Tercatat ada 11 peraturan perundang-undangan yang masih memiliki ancaman hukuman mati, seperti KUHP, UU Narkotika, UU Anti Korupsi, UU Anti terorisme, dan UU Pengadilan HAM.

Kemudian diperpanjang dengan RUU Intelijen dan RUU Rahasia Negara.

Pandangan dan Kontroversi Terkait Hukuman Mati

Beberapa studi ilmiah telah dilakukan untuk mengkaji seberapa efektif hukuman mati untuk menekan pengingkatan tindak kriminalitas masyarakat.

Sebagai contoh, dua survey empiris yang dilakukan PBB pada 1998 dan 2002 gagal menunjukkan bahwa hukuman mati bisa mencegah seorang kriminal untuk membunuh.

Lebih lanjut, penelitian itu menjabarkan bahwa tindak kriminalitas jamak disebabkan oleh kemiskinan dan tindak kesejahteraan masyarakat.

Maka dari itu, PBB mengharamkan hukum mati dalam perundang-undangan internasionalnya.

Namun, tidak semua negara merespon positif posisi PBB dalam memandang hukuman mati.

Ada yang mengamini namun tidak sedikit juga yang menolak mentah-mentah.

Di antara jajaran yang mendukung sikap PBB adalah negara-negara Uni Eropa, Rusia, dan 118 negara lain.

Di sisi lain, ada 68 negara yang masih menjadikan hukuman mati sebagai ancaman bagi tindak pidana luar biasa seperti pembunuhan berencana, pengedar narkoba, dan terorisme.

Di antara negara-negara itu, termasuk Indonesia dan Amerika Serikat yang memberlakukan hukum mati.

Kritik dan Penolakan terhadap Hukuman Mati di Indonesia

Indonesia dikecam keras oleh negara-negara yang warganya masuk daftar eksekusi mati.

Brazil sampai 'mengusir' toto Riyanto, duta besar Indonesia untuk Brazil karena Indonesia tidak mau juga menerima grasi dan menghukum mati beberapa warga Brazil.

Namun dengan semua tekanan ini harusnya Indonesia bisa mempertahankan harga dirinya untuk tidak didikte oleh negara lain.

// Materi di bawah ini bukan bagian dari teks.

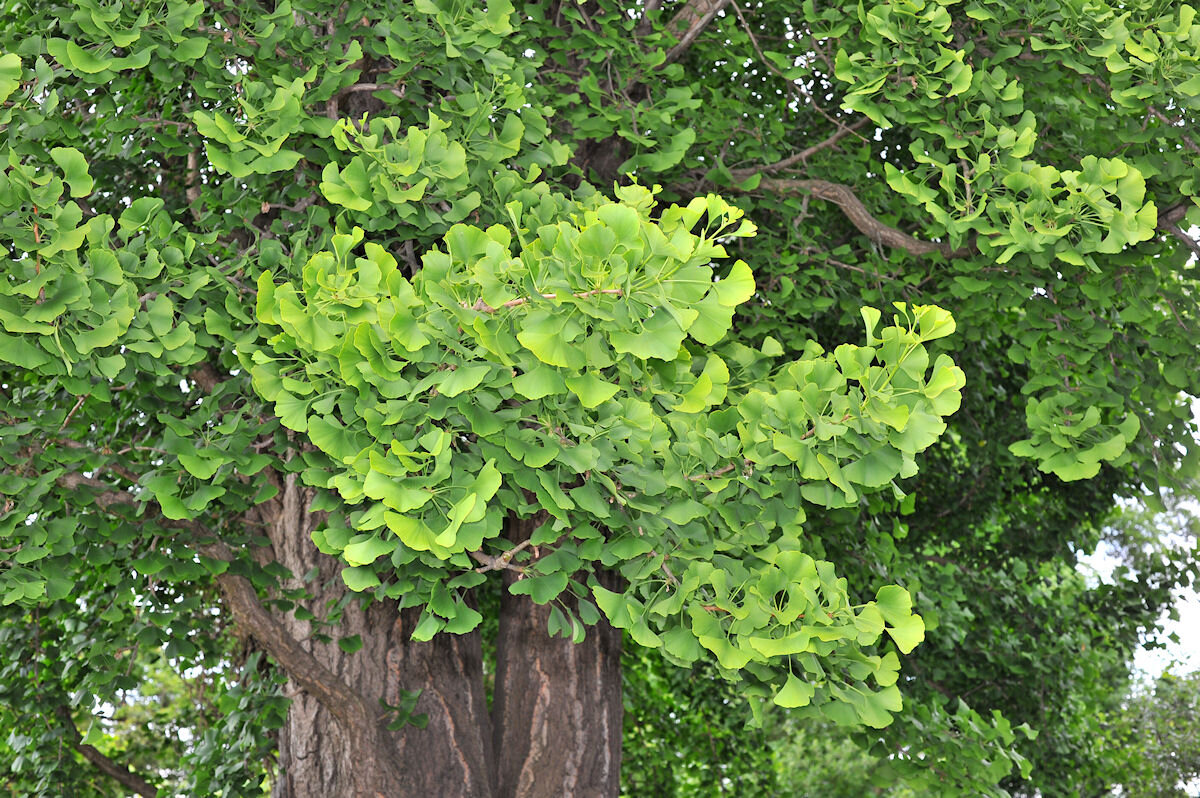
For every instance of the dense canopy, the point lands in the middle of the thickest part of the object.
(369, 371)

Negara-negara lain harus menghormati hukum yang berlaku di Indonesia dan seharusnya tidak mengintervensi, apalagi dengan cara membela terpidana narkoba.

Kesimpulan

Walau negara-negara yang menentang hukuman mati berargumen dengan hak asasi manusia sebagai pertimbangan utama, Indonesia sejatinya sangat menjunjung tinggi hak hidup seseorang.

Dengan memberlakukan hukuman mati terhadap pengedar narkoba yang mematikan, Indonesia ingin melindungi hak hidup manusia secara lebih luas.

Oleh karena itu, hak asasi manusia tidak hanya harus dilihat dari perspektif pelaku, tetapi juga dari perspektif korban.